In this situation, Dr Alidu said both military and the police could not take conclusive decisions in most cases because of political interference since the leadership of those institutions were appointed by the Executive.
That, he added, tended to undermine the independence of those institutions and their heads to act in a way that made their work exemplary.
On the way forward, Dr Alidu said the country could find a way where the police would be able to have a way of electing an IGP from the police and that the same should apply to the military, so that the appointment from the presidency or Executive arm of government would be very minimal.
In that case, he said, they (security heads) would exercise their authority by the dictates of the Constitution and not for the person who appointed them.

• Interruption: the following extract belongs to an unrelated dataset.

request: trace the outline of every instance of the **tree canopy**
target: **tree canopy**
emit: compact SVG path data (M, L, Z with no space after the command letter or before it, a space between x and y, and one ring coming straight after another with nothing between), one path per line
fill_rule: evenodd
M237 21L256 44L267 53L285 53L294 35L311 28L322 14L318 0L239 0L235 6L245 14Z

Touching on the hung Parliament, Dr Alidu said it had tested the strength of the 1992 Constitution, which calls for a second look.
He cited the constitutional provision that required that majority of ministers be taken from the Legislature, saying that it had greatly undermined the quality of the legislative arm of government.
He said the very smart legislatures were the same people the Executive arm of government would poach into ministerial and deputy ministerial positions.
In addition, he said some other legislative members were appointed to state boards, among other institutions.
“They tend to spend more of their time at the Executive branch than they do at the legislative branch which affects the quality of debates, the quality of law making and the quality of drafting of parliamentary business,” he said.